Liberty and the BNP, November 20, 2008
For the far right to appeal to a liberalism they hold in contempt is pathetic, but there is a strong practical case to defend free association
Last month, a leading Holocaust denier, Dr Fredrick Toben, was arrested at Heathrow on a European arrest warrant. In court he complained that there was a witch-hunt mentality in Germany and that the Germans were out to get him. He appeared not to appreciate the irony of this accusation.
In the same way, it is hard to take entirely seriously the lamentations of the British National Party over the publication of its membership list. Having complained that the publication of the list opened its vulnerable members to violence and intimidation, Simon Darby, the BNP spokesman, announced that the person responsible for publication had made a serious mistake. ‘I wouldn’t want to have done that,’ he said. ‘I wouldn’t be sleeping well tonight.’ The juxtaposition of plea for sympathy and veiled threat was not, as with Dr Toben, intended to be ironic.
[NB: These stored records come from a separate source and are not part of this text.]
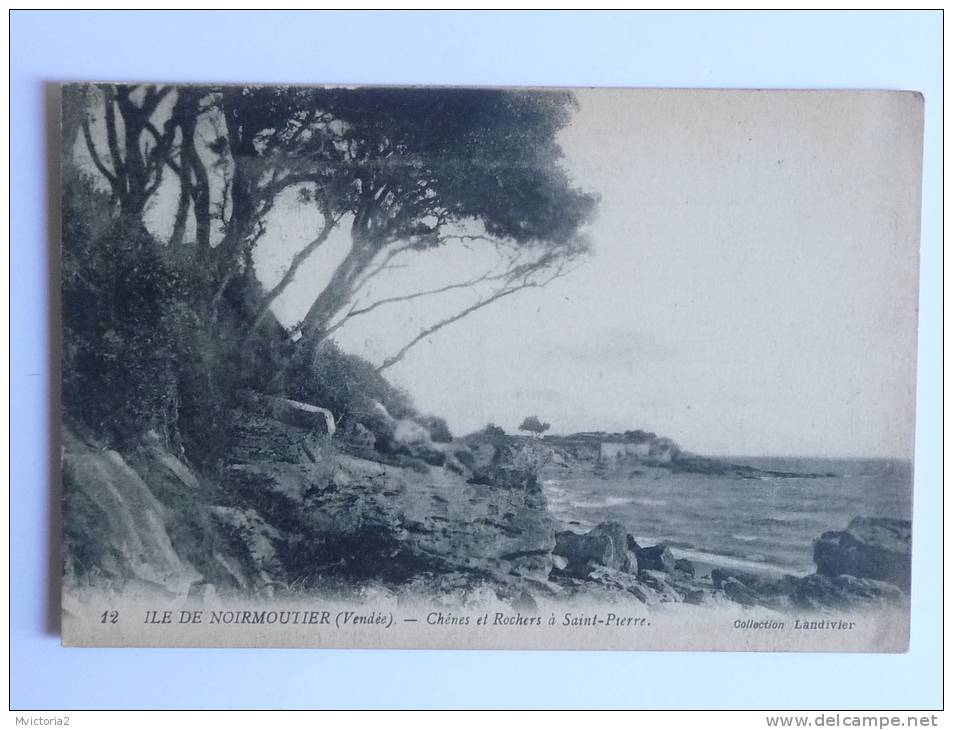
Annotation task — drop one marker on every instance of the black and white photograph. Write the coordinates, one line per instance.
(501, 368)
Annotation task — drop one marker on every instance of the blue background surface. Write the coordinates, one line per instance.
(824, 50)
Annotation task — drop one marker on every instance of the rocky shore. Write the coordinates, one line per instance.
(298, 509)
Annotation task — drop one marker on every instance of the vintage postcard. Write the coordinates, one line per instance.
(488, 368)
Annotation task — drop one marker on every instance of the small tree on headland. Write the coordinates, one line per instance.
(534, 426)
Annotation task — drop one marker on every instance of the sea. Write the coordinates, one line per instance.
(764, 525)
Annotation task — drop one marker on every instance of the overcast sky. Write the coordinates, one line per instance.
(751, 290)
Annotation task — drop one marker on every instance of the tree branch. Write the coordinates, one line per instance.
(513, 285)
(297, 260)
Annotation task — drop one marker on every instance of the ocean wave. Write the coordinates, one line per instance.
(602, 502)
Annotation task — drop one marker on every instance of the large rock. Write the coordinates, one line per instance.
(605, 545)
(115, 528)
(875, 548)
(657, 557)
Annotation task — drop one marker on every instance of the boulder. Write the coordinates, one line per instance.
(685, 567)
(604, 545)
(875, 548)
(115, 529)
(617, 580)
(657, 557)
(658, 581)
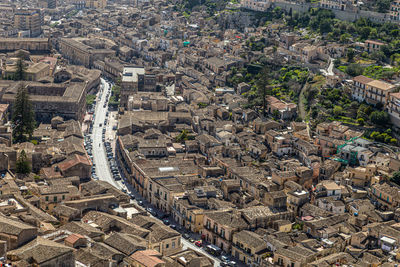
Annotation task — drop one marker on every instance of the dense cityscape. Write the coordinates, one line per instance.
(191, 133)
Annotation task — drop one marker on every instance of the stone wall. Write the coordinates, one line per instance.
(340, 14)
(32, 44)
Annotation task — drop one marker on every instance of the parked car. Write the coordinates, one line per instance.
(224, 258)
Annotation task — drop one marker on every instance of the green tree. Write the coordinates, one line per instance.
(337, 111)
(354, 70)
(22, 164)
(262, 84)
(396, 178)
(350, 55)
(23, 116)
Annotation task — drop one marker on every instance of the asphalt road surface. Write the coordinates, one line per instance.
(99, 151)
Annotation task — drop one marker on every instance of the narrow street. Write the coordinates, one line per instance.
(101, 162)
(99, 153)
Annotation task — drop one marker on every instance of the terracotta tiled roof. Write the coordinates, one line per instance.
(148, 258)
(75, 160)
(73, 238)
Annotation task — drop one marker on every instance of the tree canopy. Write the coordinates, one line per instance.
(23, 116)
(22, 164)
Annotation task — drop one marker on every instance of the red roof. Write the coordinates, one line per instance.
(73, 238)
(148, 258)
(77, 159)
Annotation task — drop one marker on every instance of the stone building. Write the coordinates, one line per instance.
(78, 52)
(49, 100)
(28, 44)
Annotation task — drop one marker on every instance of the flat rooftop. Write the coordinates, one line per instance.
(130, 74)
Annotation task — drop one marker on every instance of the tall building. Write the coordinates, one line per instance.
(51, 3)
(96, 3)
(28, 20)
(395, 10)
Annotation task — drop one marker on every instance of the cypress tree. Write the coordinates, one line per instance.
(23, 116)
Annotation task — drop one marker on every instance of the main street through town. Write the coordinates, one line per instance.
(101, 162)
(99, 152)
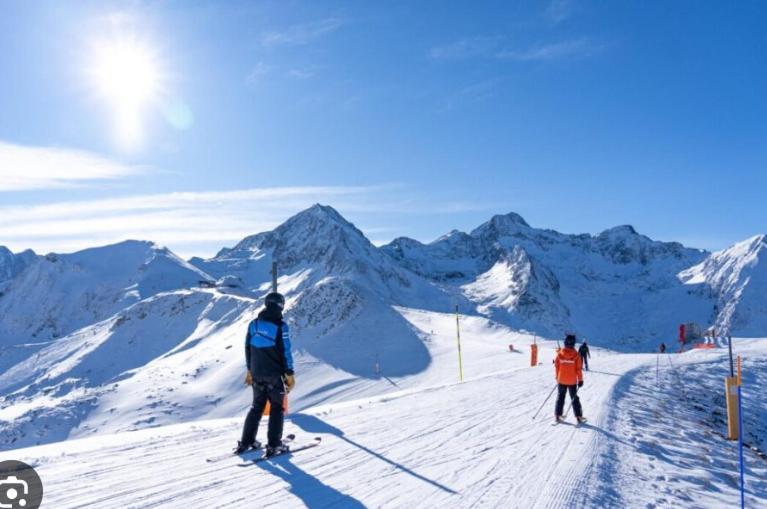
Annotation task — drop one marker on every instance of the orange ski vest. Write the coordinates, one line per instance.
(568, 367)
Nor was Nick Griffin, the party leader, employing irony when he announced that he believed that the human rights of his members had been breached and that he might use the Human Rights Act to seek redress.
The exposure of the British National Party’s hypocrisy – appealing to a liberalism that it holds in contempt – is one reason to welcome the list’s publication. A second is that it reveals that the party remains tiny and weak, despite its electoral success. Finally, the breach of security is likely to undermine and distract the party leadership at a time when it might be hoping to use the recession as a recruiting sergeant. Yesterday numerous party members were calling for Mr Griffin to resign.
Yet for those who believe, as The Times does, that liberty is the best defence of liberalism, satisfaction at the blow to the BNP should be limited. The breach of the privacy of members, with the publication of their addresses and telephone numbers, is regrettable. If a concentrated effort were made to prevent BNP members from earning a living that would be more regrettable still.
These concerns are not inspired by a naive belief that the purity of liberalism must never be sullied. They derive from a cool and practical assessment of the advantages to be gained from a defence of free association.
First, democrats gain when political arguments are advanced by open debate and settled by ballot. Extremists prefer threat and counter-threat. Far-left and far-right groups often seek to dominate politics by trying to ban each other and using violence to silence their opponents. In this way they feed off each other. Threats made against BNP members and by BNP members in the past 48 hours illustrate this danger.
Secondly, the introduction of a political test for employment might quickly become a serious blow against liberty. If membership of the BNP is regarded as grounds for dismissal, how long before the same is true of membership of other parties or of certain religious sects? In universities, bans that start as injunctions against members of far-right groups have often mutated to much more serious, and broader, threats to free speech than the far Right itself poses.
This potential for a creeping threat to liberty has to be balanced against the immediate harm that allowing BNP members to be employed in public service might cause. There have been moments in history – the American Communist Party in the 1940s, for instance – when a political organisation is an active conspiracy against democracy and seeks to work inside the State in order to subvert it. Where such an organisation has muscle and finance, there may be a case for a ban. The BNP, for the moment, is thankfully nowhere near such a point.
The defenders of liberty should remain willing to trust the power of their ideal.